There was little left of the car at all and practically nothing of the buildings that had squeezed it in and softened the blast from tearing up the rest of the place. Blood-wet fragments of flesh glistened on metallic parts and larger pieces of the body were scattered in the rubble to the left.

One piece was intact... a hand. It lay there palm upward, expressing a peculiar bewilderment as if it still had life and could think and wonder. A section of plate glass lay on the ground and I picked it up, polished it with a handkerchief, pressed it against the fingertips, slipped it into my pocket. Then I flipped the hand as far as I could into the bushes.

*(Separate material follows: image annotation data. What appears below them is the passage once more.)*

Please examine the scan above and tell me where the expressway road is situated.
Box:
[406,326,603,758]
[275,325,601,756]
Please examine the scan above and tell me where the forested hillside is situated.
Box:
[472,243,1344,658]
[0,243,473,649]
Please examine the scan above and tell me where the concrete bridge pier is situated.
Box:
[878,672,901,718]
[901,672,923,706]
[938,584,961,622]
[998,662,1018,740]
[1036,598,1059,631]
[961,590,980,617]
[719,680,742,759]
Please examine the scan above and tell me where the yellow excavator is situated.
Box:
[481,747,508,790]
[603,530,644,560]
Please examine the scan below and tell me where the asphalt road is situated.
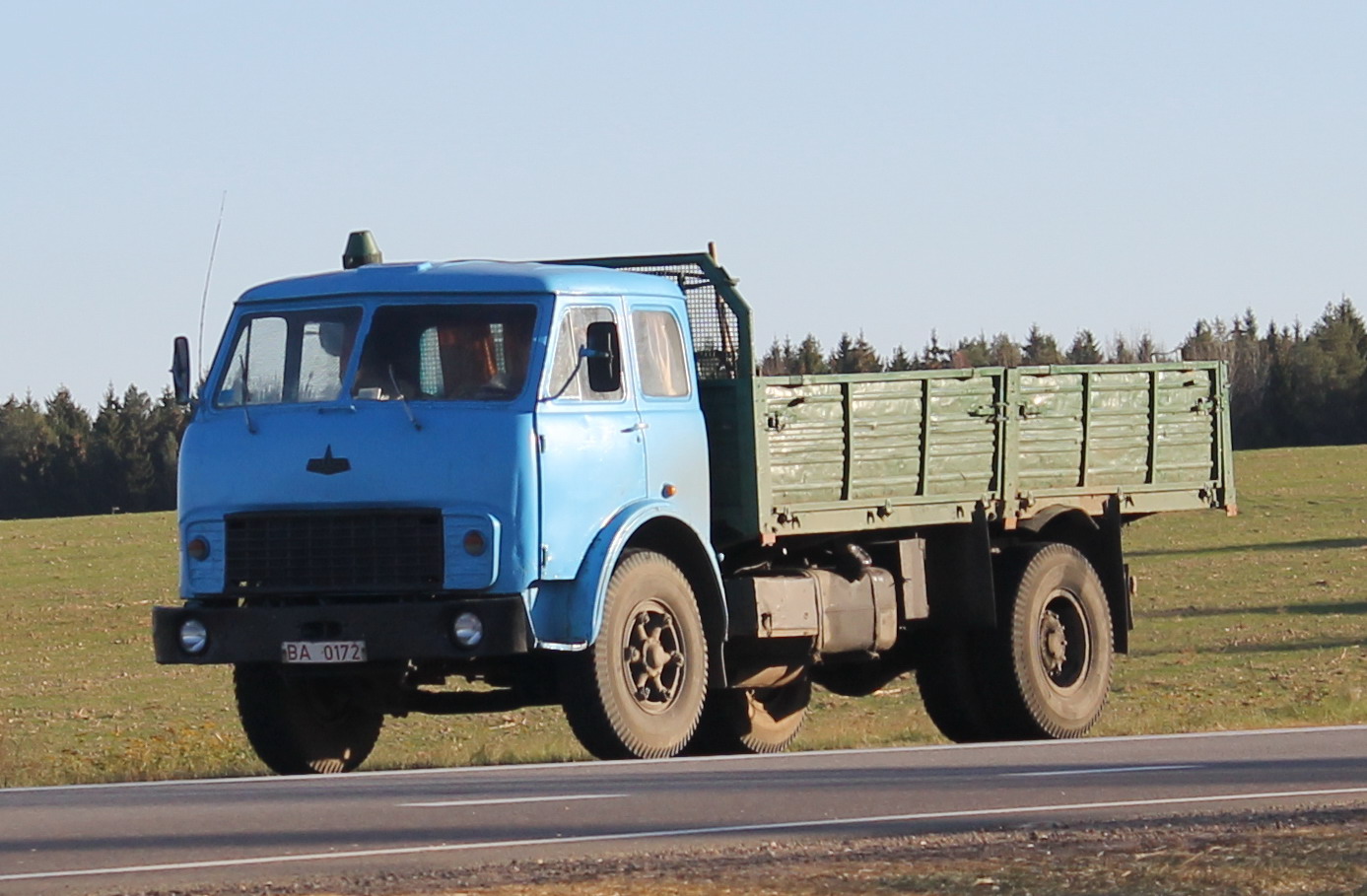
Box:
[0,725,1367,893]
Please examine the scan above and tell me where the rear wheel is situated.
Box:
[561,551,707,759]
[990,543,1113,738]
[233,664,384,774]
[689,671,812,754]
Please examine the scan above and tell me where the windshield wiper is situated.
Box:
[388,364,423,431]
[238,353,255,435]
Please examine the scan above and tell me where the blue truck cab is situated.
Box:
[155,237,724,772]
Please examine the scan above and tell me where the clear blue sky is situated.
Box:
[0,0,1367,409]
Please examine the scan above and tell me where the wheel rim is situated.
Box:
[1039,588,1092,694]
[622,600,688,714]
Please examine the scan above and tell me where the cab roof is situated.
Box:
[238,261,681,304]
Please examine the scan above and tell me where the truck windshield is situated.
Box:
[351,304,536,401]
[213,308,361,408]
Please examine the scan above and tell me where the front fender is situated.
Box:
[530,500,721,650]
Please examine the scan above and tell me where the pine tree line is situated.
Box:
[0,297,1367,518]
[760,297,1367,448]
[0,385,187,519]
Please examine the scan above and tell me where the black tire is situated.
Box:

The manager was still incoherent, still fumbling with the phone when I got in the office. He never even saw me poke around behind the desk until I found a heavy packet of fold-out cards that gave a picturesque view of the Cape Kennedy area, slip the glass into the middle where I held it in place with tape, then address it to Ernie Bentley and stamp it to go out in the morning airmail.

He’d know what it meant.

I only had a minute to do what I had to do, but it was enough time. I got back to my original room, stripped off the .45 and the speed rig, got the extra box of shells and the two clips out of my suitcase and stuck them behind the air-conditioner grill vent at the top of the room. No matter what happened, I didn’t want anybody impounding my equipment for any reason.